Eating Disorder Rules Are Meant to Be Broken
By Morganne Skinner, Guest Contributor
I clearly remember the day my eating disorder started. Of course, I didn't recognize it as then at the time. But looking back, I remember the day things changed. It all started in high school. I was at a rowing event for my crew team when my coach made a comment about not needing to eat if you didn't work out that day. And it was then I made my first connection to body and performance.
I was in 9th grade, rowing for the high school crew team and running cross country. I started monitoring my diet and following the latest diet trends to try to be the best athlete I could be. I wanted to eat healthy. And at first, I did. But somehow "healthy" turned into eating less overall, which then turned into nothing at all, which then turned into bingeing and purging as I struggled to maintain a slim figure, believing that the smaller and lighter I was, the better an athlete I would be.
Fast forward 4 years. I felt stuck in my eating disorder. In the beginning, I didn't know I had a problem. It was only when I wanted to stop bingeing and purging that I realized I had a problem, that I was out of control. Although I was in a smaller-sized body, people assumed I was healthy, and that my exercise and food restriction were part of my healthy lifestyle.
But I wasn't healthy at all. Not physically, not mentally, not spiritually, and certainly not socially.
This all continued through college, until I opened up about my struggles to my boyfriend (now husband), who strongly encouraged me to seek help. I knew I had to change and made the efforts toward recovery. But in my efforts to recover, I swapped my anorexia/bulimia eating disorder for orthorexia. I thought I had recovered, but really I just moved my disordered habits around so they appeared acceptable.
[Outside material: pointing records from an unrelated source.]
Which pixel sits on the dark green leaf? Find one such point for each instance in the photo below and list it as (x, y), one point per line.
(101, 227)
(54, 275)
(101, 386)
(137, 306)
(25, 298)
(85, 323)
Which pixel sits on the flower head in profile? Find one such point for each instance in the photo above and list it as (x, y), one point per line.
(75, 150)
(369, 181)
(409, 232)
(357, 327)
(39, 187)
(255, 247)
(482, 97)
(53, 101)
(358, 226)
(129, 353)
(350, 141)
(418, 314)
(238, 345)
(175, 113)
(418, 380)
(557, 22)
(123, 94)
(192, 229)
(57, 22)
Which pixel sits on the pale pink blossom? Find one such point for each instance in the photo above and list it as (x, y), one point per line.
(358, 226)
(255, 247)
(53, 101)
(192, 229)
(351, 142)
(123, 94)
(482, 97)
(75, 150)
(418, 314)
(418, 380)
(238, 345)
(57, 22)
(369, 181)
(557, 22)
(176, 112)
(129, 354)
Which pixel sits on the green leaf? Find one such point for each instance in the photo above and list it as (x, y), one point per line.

To the outside world, I was a healthy vegan who ran a lot. I looked strong, smart and healthy. And I even thought I was. This "healthier pattern" of disordered eating kept up for a few more years, past college, and into married life and my nursing career.
I joined the Peace Corps with my husband and moved across the world to Zambia, Africa where I began working in a rural village. My whole life changed, and amidst the many different stressors, my eating disorder habits reared its head.
I thought it was gone. I thought I had recovered. But, I wasn’t ok. I was running daily and maintaining a vegan diet that gave me control through food restriction and overexercise. So, when my routine changed with the move to another country, my mind fell back on old habits. But this time was different; I recognized it was happening. Struck with fear of falling back into anorexia and bulimia, I reached out for help to my husband and began the journey of renewing my mind.
It's been a year since, and I've made ALOT of progress in my mental health. I am continuing to work on it. Every day my self-talk is either strengthening my mental health or tearing it down. I now realize the power my thoughts have over my mindset and overall health.
I learned that some rules I have made for myself had to be broken, that my relationship with food is more important than the food itself. I learned that my long-term health and well-being are more important than short-term appearance or accomplishments.
But most of all, I have learned to love and accept myself. My body has been through a lot, and it does amazing things. It's the only body I have, and it's mine. It doesn't have to look a certain way or be a certain size to be worthy of self-love or self-care.
I am the happiest I've ever been. Are things perfect? No! I still have off days, but they're the exception and not the rule. I have control over my day, over my life again, and it is so freeing!
I am still living in Zambia with my husband, and although we face many challenges that come with living in a different culture, I am happier because I'm finally able to enjoy relationships, to enjoy meals, to enjoy relaxing days when they come. And I wouldn't trade it for anything.
I am Morganne Skinner. I am 24-years-old. I grew up in Virginia in the United States. In high school, I ran cross country, ran track & field, rowed on a crew team, and swam on the swim team. After high school, I went to community college to study nursing. I began working in the ICU as a Registered Nurse and went to Liberty University for my bachelor’s degree in nursing. Currently, I am a Peace Corps volunteer in Zambia, where I teach about aquaculture, sustainable agriculture, nutrition and food security.